McGuire made the motion in the Local Government and Elections committee on Wednesday afternoon.
“I’m giving you an opportunity to actually repeal something we already passed, a constitutional amendment on defining marriage, which I absolutely think should not be in our constitution,” she said.
Committee Chair Ray Vandeveer, a Republican from Forest Lake, tried at first to prevent a vote on the amendment saying it was not germane. When pressed, however, a Senate lawyer said it could go through.
Sen. Warren Limmer, a Republican from Maple Grove and the chief sponsor of the anti-gay marriage amendment last year, demanded that the vote be recorded in the Senate Journal.
McGuire’s motion failed along party lines, 8 nos and 6 yeses.
Two bills to repeal the anti-gay marriage amendment remain alive in both the House and the Senate, though it’s unlikely either will get a hearing from Republican committee chairs.
“This fall, Minnesota voters will be asked whether we should amend our state’s constitution to ban marriage for loving, caring and committed same-sex couples,” McGuire said after the vote. “Leading up to the election, Minnesota families will be subjected to a negative and expensive campaign that threatens to marginalize one group of people and deeply divide our state. I believe it is in the best interest of Minnesota, our citizens and our business community to repeal this damaging amendment, and I am deeply disappointed that Republicans refuse to undo their terrible mistake.”
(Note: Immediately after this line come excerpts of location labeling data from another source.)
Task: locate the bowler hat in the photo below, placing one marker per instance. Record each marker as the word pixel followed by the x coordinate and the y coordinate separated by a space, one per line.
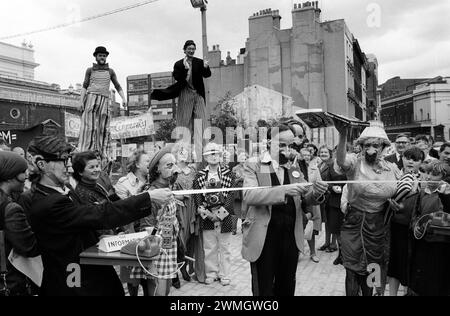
pixel 100 50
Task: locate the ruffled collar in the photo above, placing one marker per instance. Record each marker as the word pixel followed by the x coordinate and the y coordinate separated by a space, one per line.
pixel 100 67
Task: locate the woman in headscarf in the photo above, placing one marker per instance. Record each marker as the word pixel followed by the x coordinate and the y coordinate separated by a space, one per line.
pixel 364 234
pixel 313 176
pixel 401 238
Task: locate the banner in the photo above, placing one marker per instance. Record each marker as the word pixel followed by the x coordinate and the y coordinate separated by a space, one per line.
pixel 73 125
pixel 130 127
pixel 128 150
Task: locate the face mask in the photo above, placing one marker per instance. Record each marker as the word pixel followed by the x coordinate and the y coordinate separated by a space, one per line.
pixel 283 159
pixel 371 157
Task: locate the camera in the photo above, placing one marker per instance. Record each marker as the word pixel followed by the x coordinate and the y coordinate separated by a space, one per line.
pixel 214 200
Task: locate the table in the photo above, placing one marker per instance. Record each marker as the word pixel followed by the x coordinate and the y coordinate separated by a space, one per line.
pixel 95 257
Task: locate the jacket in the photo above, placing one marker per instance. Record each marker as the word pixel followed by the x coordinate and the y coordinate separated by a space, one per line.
pixel 64 228
pixel 227 178
pixel 180 75
pixel 260 202
pixel 20 237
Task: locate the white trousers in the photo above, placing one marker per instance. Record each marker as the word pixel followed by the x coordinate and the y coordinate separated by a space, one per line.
pixel 217 253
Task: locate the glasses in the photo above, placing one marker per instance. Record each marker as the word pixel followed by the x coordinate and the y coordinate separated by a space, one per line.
pixel 374 145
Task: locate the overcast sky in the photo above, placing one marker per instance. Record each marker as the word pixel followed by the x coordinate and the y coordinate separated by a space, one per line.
pixel 411 38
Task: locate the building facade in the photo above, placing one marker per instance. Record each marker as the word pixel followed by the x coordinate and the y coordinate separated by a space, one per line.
pixel 422 108
pixel 317 64
pixel 17 61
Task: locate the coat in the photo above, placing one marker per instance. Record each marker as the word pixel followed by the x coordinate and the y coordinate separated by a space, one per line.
pixel 180 75
pixel 260 202
pixel 64 228
pixel 20 237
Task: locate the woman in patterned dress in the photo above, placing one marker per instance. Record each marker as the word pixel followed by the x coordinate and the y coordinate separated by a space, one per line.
pixel 163 169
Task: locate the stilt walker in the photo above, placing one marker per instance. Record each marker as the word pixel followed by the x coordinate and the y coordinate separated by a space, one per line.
pixel 95 101
pixel 189 73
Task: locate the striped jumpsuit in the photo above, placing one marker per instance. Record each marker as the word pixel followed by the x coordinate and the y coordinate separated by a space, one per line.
pixel 94 133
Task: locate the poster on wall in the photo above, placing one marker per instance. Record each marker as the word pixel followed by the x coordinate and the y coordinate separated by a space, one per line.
pixel 73 125
pixel 130 127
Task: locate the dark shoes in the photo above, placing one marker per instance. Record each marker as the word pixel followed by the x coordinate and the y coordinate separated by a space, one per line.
pixel 331 249
pixel 338 261
pixel 176 283
pixel 324 247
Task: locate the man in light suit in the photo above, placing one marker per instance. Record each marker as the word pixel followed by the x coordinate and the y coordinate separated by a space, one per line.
pixel 274 226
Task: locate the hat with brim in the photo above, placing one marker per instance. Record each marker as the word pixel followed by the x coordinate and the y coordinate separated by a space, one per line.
pixel 375 130
pixel 212 148
pixel 101 50
pixel 158 156
pixel 11 165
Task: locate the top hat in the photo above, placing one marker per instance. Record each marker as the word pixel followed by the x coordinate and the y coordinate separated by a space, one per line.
pixel 212 148
pixel 375 130
pixel 100 50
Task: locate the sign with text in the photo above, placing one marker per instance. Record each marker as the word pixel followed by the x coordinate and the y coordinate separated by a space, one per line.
pixel 73 125
pixel 115 243
pixel 130 127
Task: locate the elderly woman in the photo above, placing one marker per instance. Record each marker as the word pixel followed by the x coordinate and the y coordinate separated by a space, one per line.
pixel 163 171
pixel 364 233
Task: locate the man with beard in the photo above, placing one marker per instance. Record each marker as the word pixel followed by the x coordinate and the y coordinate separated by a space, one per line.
pixel 64 227
pixel 364 233
pixel 95 100
pixel 444 153
pixel 189 73
pixel 274 228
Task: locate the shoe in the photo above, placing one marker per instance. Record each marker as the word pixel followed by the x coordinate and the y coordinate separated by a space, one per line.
pixel 209 281
pixel 338 261
pixel 331 249
pixel 176 283
pixel 324 247
pixel 225 282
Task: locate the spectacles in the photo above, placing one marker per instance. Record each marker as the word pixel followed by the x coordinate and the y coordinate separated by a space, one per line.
pixel 374 145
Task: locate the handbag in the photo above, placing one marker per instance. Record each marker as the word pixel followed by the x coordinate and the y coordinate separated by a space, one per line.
pixel 309 230
pixel 436 224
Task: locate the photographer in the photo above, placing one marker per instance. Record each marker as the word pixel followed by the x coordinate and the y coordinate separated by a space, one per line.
pixel 216 210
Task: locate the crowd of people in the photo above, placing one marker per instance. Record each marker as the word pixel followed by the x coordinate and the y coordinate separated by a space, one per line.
pixel 379 204
pixel 383 218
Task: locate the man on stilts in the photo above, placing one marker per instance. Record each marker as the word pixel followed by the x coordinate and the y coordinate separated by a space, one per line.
pixel 95 102
pixel 190 89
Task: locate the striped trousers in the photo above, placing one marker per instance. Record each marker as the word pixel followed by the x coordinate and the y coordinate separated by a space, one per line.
pixel 94 132
pixel 191 107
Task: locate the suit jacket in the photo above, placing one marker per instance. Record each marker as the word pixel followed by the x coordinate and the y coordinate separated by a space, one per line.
pixel 180 74
pixel 64 228
pixel 260 202
pixel 393 158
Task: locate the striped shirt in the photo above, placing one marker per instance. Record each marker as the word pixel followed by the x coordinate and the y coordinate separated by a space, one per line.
pixel 98 80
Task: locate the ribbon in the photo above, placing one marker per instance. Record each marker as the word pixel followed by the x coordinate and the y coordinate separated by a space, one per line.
pixel 303 184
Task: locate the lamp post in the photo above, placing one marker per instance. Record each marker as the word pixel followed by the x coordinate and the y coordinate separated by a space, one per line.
pixel 201 4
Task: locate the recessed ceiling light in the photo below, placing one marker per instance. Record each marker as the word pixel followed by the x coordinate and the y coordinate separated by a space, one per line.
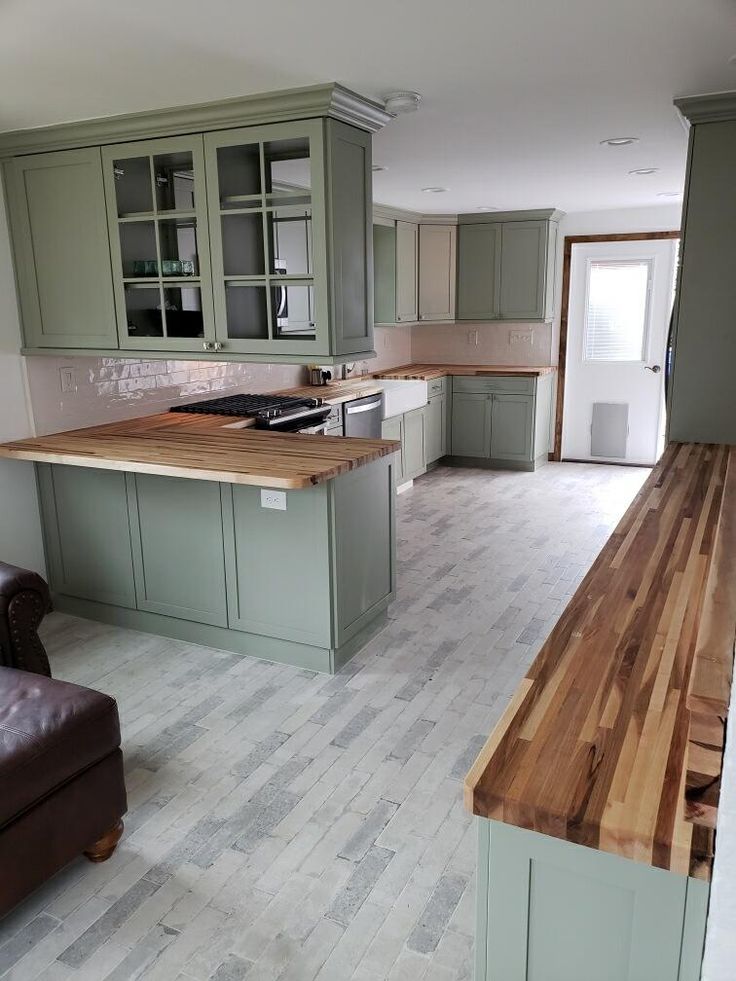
pixel 397 103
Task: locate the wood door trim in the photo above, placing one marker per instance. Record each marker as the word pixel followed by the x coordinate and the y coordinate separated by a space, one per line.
pixel 571 240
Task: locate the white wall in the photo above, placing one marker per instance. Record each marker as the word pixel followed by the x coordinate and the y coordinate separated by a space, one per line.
pixel 20 528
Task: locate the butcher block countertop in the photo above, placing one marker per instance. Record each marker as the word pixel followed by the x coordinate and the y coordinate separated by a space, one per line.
pixel 204 447
pixel 614 738
pixel 426 372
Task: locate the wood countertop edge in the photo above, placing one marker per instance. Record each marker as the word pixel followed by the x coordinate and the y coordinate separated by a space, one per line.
pixel 679 833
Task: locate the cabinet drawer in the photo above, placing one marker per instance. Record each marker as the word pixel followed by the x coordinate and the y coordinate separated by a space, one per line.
pixel 497 384
pixel 437 386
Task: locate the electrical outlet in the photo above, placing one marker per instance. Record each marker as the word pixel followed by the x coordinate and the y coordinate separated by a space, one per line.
pixel 273 499
pixel 68 379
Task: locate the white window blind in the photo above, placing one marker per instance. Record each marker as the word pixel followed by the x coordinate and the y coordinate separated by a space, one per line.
pixel 617 310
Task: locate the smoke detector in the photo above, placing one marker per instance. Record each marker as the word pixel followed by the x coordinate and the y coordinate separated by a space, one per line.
pixel 398 103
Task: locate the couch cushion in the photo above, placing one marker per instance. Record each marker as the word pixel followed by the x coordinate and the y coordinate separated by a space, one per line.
pixel 49 732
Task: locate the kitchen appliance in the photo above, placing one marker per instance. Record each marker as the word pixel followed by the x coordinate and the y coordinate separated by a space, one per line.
pixel 363 417
pixel 279 413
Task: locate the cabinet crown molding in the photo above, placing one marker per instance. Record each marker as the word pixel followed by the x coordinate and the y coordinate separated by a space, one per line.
pixel 332 100
pixel 712 107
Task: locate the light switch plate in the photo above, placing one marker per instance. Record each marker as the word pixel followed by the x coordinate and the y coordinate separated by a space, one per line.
pixel 273 499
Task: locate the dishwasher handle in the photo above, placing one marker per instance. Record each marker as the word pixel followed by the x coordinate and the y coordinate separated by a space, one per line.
pixel 366 407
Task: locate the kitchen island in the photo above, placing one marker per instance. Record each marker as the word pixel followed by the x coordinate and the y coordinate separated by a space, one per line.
pixel 597 792
pixel 203 529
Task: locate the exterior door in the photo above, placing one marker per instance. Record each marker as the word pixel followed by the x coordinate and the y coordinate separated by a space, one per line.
pixel 619 310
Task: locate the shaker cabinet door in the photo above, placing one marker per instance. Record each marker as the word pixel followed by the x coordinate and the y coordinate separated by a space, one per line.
pixel 478 271
pixel 56 204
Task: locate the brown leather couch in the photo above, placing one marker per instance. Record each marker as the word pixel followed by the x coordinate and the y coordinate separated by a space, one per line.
pixel 62 792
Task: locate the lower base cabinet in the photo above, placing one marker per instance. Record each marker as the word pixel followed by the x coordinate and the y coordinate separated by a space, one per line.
pixel 549 910
pixel 205 562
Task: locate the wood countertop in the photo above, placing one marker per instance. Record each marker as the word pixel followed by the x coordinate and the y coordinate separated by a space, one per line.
pixel 606 733
pixel 203 447
pixel 426 372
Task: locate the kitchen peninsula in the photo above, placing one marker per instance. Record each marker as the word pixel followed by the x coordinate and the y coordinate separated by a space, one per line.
pixel 597 792
pixel 277 545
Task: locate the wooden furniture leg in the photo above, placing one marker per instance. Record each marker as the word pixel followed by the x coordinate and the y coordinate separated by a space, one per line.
pixel 103 849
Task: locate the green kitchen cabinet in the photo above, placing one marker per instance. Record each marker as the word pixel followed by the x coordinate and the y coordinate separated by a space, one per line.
pixel 178 552
pixel 549 910
pixel 87 533
pixel 56 206
pixel 436 428
pixel 415 461
pixel 157 223
pixel 502 420
pixel 506 266
pixel 289 211
pixel 478 271
pixel 471 425
pixel 393 428
pixel 512 427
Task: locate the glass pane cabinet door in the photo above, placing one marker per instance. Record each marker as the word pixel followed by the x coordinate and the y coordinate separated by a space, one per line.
pixel 160 244
pixel 263 228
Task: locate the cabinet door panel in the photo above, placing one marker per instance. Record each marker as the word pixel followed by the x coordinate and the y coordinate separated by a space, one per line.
pixel 471 425
pixel 57 209
pixel 512 426
pixel 523 272
pixel 178 548
pixel 437 272
pixel 394 429
pixel 407 240
pixel 436 431
pixel 414 445
pixel 87 530
pixel 157 221
pixel 479 270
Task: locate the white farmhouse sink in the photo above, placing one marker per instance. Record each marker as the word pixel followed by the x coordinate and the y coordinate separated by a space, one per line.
pixel 401 395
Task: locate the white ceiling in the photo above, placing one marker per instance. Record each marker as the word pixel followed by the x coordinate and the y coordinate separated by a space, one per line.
pixel 517 93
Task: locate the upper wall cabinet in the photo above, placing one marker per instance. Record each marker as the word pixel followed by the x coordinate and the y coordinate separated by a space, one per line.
pixel 56 205
pixel 506 266
pixel 249 241
pixel 157 219
pixel 437 245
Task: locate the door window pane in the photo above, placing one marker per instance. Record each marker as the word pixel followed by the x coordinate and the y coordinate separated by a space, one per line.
pixel 138 249
pixel 290 232
pixel 617 310
pixel 143 311
pixel 239 174
pixel 183 307
pixel 174 180
pixel 242 245
pixel 133 191
pixel 293 310
pixel 178 242
pixel 288 167
pixel 247 313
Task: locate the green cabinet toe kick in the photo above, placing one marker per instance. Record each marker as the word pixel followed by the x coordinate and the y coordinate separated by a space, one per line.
pixel 305 583
pixel 549 910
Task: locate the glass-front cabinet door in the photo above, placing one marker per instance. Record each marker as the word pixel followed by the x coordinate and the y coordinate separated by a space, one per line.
pixel 159 243
pixel 267 233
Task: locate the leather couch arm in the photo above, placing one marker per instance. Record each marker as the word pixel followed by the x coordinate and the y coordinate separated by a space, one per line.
pixel 24 602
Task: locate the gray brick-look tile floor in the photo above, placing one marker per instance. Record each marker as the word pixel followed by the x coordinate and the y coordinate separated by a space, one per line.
pixel 292 826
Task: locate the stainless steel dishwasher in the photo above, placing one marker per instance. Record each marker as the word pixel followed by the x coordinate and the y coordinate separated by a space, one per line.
pixel 363 417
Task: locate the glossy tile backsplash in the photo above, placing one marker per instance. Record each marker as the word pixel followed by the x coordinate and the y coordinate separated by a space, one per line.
pixel 109 389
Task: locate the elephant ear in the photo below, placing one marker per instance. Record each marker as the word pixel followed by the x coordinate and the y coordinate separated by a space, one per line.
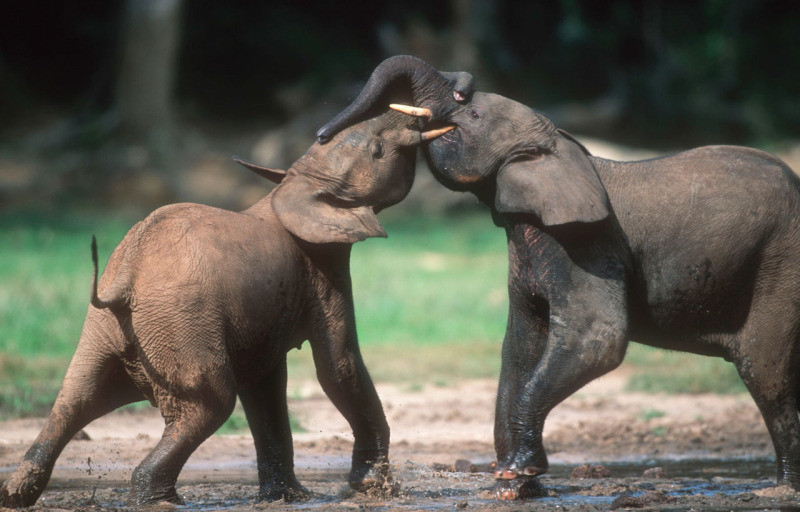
pixel 558 187
pixel 318 217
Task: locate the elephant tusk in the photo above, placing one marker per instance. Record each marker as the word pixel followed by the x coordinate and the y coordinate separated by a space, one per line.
pixel 408 109
pixel 432 134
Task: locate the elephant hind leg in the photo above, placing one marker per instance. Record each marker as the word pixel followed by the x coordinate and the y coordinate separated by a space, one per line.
pixel 93 386
pixel 189 422
pixel 770 378
pixel 267 413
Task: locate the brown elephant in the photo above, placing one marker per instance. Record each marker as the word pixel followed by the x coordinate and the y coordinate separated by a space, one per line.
pixel 697 251
pixel 198 304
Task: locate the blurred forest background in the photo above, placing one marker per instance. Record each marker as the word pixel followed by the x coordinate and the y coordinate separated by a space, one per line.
pixel 142 102
pixel 112 108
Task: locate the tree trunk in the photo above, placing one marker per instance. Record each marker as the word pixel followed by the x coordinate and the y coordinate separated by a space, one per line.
pixel 146 77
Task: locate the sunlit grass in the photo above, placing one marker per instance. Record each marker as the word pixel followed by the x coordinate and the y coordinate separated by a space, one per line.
pixel 431 307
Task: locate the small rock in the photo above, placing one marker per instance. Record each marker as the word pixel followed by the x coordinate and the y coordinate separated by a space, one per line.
pixel 645 500
pixel 588 471
pixel 656 472
pixel 465 466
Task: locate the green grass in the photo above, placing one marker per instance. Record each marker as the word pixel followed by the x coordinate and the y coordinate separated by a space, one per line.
pixel 431 307
pixel 663 371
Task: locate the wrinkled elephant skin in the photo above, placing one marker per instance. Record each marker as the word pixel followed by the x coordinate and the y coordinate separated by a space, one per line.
pixel 697 252
pixel 198 305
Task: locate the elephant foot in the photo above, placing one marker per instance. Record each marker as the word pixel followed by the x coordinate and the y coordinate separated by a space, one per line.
pixel 289 491
pixel 372 478
pixel 10 499
pixel 519 488
pixel 24 486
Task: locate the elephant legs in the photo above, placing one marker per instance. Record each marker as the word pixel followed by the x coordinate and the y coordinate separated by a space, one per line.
pixel 344 378
pixel 267 414
pixel 190 420
pixel 94 385
pixel 771 378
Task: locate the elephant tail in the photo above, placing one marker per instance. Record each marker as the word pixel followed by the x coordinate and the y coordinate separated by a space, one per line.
pixel 115 296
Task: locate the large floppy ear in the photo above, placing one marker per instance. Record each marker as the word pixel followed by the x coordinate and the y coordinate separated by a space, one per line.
pixel 559 187
pixel 274 175
pixel 318 217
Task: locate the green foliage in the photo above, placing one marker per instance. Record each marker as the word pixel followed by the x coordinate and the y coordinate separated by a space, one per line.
pixel 662 371
pixel 431 307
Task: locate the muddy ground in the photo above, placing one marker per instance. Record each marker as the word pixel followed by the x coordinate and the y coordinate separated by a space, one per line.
pixel 714 452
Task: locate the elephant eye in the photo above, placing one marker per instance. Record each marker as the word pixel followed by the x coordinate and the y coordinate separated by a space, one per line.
pixel 377 149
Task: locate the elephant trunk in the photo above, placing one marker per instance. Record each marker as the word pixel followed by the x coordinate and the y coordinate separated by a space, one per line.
pixel 403 74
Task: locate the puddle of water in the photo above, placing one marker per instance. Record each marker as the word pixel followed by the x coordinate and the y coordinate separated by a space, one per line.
pixel 740 468
pixel 232 485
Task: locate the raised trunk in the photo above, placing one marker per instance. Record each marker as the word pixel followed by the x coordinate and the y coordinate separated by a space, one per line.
pixel 401 78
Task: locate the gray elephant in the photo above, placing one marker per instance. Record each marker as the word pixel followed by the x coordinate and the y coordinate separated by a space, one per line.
pixel 199 304
pixel 697 252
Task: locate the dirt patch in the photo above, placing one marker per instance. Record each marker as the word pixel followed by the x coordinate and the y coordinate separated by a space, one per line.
pixel 712 451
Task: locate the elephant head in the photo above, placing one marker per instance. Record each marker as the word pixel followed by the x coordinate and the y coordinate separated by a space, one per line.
pixel 512 157
pixel 332 193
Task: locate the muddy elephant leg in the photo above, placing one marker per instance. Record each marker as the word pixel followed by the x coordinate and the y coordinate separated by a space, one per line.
pixel 189 422
pixel 770 378
pixel 95 384
pixel 524 341
pixel 268 416
pixel 575 355
pixel 344 378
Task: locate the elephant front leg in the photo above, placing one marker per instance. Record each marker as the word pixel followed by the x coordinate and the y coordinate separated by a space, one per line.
pixel 189 422
pixel 576 352
pixel 267 414
pixel 344 378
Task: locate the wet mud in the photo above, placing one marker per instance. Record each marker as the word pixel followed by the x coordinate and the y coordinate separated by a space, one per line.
pixel 608 451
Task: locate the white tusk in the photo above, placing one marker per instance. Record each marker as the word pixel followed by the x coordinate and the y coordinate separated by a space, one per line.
pixel 432 134
pixel 414 111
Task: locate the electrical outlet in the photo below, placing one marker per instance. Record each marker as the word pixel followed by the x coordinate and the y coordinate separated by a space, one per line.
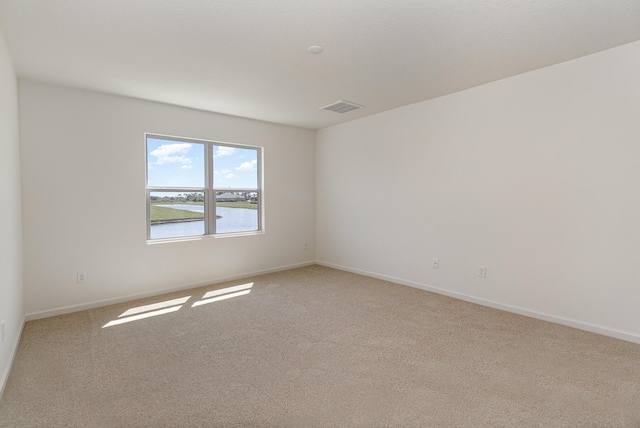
pixel 482 271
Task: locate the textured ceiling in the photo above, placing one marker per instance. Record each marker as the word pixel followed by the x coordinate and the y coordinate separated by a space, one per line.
pixel 248 57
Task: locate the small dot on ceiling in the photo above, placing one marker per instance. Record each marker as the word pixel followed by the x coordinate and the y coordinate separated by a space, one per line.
pixel 315 49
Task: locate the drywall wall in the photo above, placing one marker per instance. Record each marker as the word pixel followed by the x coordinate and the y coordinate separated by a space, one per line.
pixel 84 204
pixel 534 177
pixel 11 304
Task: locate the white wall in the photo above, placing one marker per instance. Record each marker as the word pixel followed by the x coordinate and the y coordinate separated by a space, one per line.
pixel 11 305
pixel 536 177
pixel 83 160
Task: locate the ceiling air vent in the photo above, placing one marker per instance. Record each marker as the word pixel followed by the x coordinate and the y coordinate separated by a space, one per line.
pixel 342 106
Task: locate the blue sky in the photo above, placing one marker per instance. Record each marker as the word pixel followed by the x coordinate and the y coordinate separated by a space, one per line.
pixel 181 164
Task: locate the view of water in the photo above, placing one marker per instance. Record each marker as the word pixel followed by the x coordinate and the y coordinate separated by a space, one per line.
pixel 232 220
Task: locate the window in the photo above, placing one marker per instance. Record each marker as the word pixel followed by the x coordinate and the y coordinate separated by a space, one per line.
pixel 197 187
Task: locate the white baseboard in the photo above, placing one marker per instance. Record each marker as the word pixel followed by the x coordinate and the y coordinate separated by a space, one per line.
pixel 7 369
pixel 106 302
pixel 629 337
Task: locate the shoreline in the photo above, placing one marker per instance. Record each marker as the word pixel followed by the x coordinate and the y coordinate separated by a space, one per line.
pixel 179 220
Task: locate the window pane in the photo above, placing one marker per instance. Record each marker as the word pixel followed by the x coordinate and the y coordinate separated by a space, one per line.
pixel 175 214
pixel 236 212
pixel 235 167
pixel 174 163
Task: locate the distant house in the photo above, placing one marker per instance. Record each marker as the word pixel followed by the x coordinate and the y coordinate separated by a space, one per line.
pixel 228 197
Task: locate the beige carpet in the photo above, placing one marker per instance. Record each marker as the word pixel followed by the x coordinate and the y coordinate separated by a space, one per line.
pixel 317 347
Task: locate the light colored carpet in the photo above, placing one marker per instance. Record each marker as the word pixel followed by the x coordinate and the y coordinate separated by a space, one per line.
pixel 317 347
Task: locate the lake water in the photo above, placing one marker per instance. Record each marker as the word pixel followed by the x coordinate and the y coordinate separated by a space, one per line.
pixel 232 220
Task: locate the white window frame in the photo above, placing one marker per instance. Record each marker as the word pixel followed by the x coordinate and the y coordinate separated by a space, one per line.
pixel 209 191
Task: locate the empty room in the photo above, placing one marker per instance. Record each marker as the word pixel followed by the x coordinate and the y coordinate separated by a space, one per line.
pixel 320 214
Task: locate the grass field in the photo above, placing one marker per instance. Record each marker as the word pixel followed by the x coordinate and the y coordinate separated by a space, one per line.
pixel 164 213
pixel 237 205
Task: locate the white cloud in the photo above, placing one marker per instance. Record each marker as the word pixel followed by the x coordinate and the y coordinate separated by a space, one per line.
pixel 172 153
pixel 247 166
pixel 224 173
pixel 224 151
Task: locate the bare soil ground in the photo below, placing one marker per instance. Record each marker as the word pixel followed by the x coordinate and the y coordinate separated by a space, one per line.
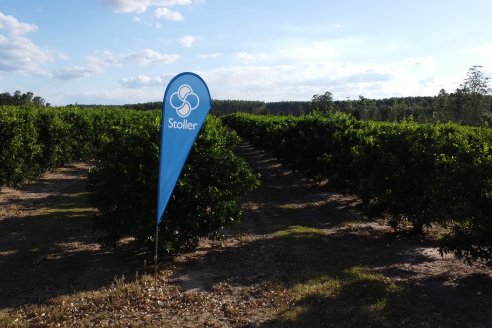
pixel 302 257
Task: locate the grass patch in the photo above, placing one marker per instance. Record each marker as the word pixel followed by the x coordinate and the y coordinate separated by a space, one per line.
pixel 327 283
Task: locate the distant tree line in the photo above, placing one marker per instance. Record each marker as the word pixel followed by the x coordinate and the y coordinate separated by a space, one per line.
pixel 469 104
pixel 21 99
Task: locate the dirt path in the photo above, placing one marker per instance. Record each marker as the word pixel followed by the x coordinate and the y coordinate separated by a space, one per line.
pixel 302 257
pixel 47 245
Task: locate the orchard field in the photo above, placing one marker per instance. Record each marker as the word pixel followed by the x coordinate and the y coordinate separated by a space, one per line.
pixel 319 220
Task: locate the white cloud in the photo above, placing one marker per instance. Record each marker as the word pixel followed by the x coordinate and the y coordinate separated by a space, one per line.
pixel 485 49
pixel 13 26
pixel 102 60
pixel 168 14
pixel 140 6
pixel 211 55
pixel 249 58
pixel 187 41
pixel 73 72
pixel 17 52
pixel 144 81
pixel 147 57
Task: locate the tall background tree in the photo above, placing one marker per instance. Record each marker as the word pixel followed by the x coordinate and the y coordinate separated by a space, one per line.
pixel 21 99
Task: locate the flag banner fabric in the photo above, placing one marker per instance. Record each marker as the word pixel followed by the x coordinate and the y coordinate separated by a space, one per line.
pixel 184 109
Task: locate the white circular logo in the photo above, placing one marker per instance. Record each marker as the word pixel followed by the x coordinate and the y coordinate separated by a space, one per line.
pixel 184 100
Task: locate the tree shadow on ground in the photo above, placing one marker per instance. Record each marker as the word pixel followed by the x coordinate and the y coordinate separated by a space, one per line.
pixel 337 276
pixel 46 256
pixel 54 250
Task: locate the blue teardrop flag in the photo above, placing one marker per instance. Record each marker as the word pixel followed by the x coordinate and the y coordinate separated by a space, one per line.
pixel 184 109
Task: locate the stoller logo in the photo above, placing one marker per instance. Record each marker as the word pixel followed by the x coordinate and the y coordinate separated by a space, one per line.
pixel 183 101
She added, “The anti-marriage amendment doesn’t help a single family in Minnesota, it doesn’t create a single job, and it actually harms our state’s economy. Writing discrimination into the state’s constitution is a terrible mistake that will simply divide our state and hurt our economic competiveness. I urge Republicans to do what is best for our state and economy by taking this dangerous and divisive amendment off the November ballot.”